The New Yorker magazine ran a story in its March 7, 2016 issue on a $30,000 a year private school called AltSchool that has sprouted up in Silicon Valley and Brooklyn Heights and leans heavily on technology and individualized learning. It is a for-profit enterprise that is gathering data on kids, which, on the surface, it say is to help quantify interests, and information. There is a serious problem with the idea that everything from personal growth to poetry is quantifiable on a spreadsheet. It's not, and the very notion sucks the creativity out of learning and life. Though the teachers seem have incredible space to be creative with their day to day (something that is seriously missing from most educational spaces), this school has, at the end of the day, a bottom line and part of their plan seems to be to achieve that bottom line by entering the classrooms of the United States public schools and then they want to move on to the learning spaces of the world.
The biggest problem, though, may be that AltSchool's ceilings are filled with surveillance cameras and microphones that they say help teachers look back at "breakthrough" moments throughout the day and learn more about their learners and classrooms. They say they are preparing kids for the workplaces of the future. Far from challenging students to think critically about our societies, this will only serve to prepare kids for the frightening and constant surveillance we all endure in industrialized countries today. Their growth will likely be deeply stunted as they internalize the fact that this for-profit enterprise is deciding whether they pass or fail each step of the way, and given that they are always watching, it is best for the 4 year old or 14 year old to never, ever step out of line.
Here is how the article describes the surveillance:
“What is a castle?—that was your starting question today,” the teacher said. After the girl wrote a response, on paper, the teacher snapped a photograph of the page, in order to upload it to the girl’s playlist card.
Contrary to the school's stated goals (I mean their goals after their legally mandated goal of gaining profit) as communicated in the article, this school is set up to ensure that critical thought is rarely if ever expressed. Surveillance and quantitative assessment of everything will only help to quell visionary thinking that bucks trends and challenges those in charge, and to convince learners to believe that anything without a number attached to it, whether it is a song or a conversation or something else, is not really worth much in the 'real' world.

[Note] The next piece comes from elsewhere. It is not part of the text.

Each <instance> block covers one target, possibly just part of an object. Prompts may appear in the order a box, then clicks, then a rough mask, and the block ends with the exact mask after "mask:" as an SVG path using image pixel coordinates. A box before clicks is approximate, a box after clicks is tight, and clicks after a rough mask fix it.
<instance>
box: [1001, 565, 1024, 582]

It is clear that there are numerous problems with the education system in the United States. It is slow, it is impersonal and has built a pyramid of standardized tests that have harmed educators and learners alike. The system needs to change. It needs to build human interaction into every facet of the day. It needs to challenge kids to experiment with problem solving; to succeed and to fail without the constant knowledge that they are being watched and reviewed. It needs to call on young people to see themselves as important members of communities. Despite the company's insistence that it is only for teacher's use, this surveillance footage can find its way into the hands of third party sales people, used as leverage, or simply kept aside to be used at some later date. After all, these are people who put all of their eggs in the big data basket. They think big data will solve it all, so getting rid of data like that footage could be determined to be sacrilegious in their book; Counter-revolutionary for the digital revolution as envisioned by the rich and homogeneous capitalists of Silicon Valley.

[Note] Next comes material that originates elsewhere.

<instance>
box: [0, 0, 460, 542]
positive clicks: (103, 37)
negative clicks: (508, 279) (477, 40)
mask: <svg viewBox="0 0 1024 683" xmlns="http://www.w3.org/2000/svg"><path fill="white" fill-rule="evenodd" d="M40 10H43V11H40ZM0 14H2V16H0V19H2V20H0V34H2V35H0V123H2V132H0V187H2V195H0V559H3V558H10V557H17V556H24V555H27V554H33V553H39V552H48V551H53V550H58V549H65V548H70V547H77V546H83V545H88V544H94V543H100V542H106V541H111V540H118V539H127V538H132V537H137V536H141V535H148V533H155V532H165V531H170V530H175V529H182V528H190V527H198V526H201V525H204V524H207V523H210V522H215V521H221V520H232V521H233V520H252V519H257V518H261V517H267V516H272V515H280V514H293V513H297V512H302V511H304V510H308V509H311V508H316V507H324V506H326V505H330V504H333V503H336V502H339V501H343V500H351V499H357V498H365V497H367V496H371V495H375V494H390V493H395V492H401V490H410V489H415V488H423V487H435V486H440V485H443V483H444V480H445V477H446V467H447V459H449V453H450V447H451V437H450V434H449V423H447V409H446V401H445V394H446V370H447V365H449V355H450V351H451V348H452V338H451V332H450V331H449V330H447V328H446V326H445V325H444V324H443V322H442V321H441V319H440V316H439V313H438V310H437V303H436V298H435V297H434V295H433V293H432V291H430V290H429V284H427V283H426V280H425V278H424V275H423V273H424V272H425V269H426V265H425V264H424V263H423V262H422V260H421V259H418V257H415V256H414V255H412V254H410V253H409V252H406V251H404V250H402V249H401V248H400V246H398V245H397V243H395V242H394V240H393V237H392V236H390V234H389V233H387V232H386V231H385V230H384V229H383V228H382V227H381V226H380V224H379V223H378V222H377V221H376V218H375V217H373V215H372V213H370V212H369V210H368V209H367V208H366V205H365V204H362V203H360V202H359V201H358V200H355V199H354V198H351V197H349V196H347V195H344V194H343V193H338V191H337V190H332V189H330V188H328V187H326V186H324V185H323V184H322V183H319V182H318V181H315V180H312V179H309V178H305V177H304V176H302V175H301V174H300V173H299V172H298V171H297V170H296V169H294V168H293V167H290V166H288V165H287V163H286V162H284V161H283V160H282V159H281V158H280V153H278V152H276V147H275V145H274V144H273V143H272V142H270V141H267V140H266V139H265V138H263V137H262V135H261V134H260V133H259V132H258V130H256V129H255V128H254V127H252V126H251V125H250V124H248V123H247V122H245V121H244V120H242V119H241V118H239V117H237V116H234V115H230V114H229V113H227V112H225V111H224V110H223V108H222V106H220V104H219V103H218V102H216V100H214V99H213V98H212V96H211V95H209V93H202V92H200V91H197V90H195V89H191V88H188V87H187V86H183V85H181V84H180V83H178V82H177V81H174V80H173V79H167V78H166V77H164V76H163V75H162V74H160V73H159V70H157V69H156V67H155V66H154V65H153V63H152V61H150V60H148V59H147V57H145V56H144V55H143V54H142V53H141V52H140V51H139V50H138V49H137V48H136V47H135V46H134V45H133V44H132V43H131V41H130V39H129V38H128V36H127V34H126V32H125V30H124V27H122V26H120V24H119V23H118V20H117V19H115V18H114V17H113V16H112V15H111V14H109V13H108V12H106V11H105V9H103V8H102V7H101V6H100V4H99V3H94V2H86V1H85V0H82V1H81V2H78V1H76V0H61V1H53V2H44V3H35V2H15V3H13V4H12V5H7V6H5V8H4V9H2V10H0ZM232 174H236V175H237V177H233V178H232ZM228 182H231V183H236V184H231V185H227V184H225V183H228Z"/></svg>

The system that AltSchool is setting up is dangerous. It puts kids at risk and therefore puts us all at risk. We should be building a society based on critical thought and action as well as genuine human interaction, with technological advancements at our side helping us as we move forward, not hovering above us recording every single picked nose and test answer. What we need is an education system that is learner-centered and focused on critical pedagogy that challenges us to learn technology, art, science, math, and one another. Instead we are getting algorithm-centered data gathering from a for-profit startup.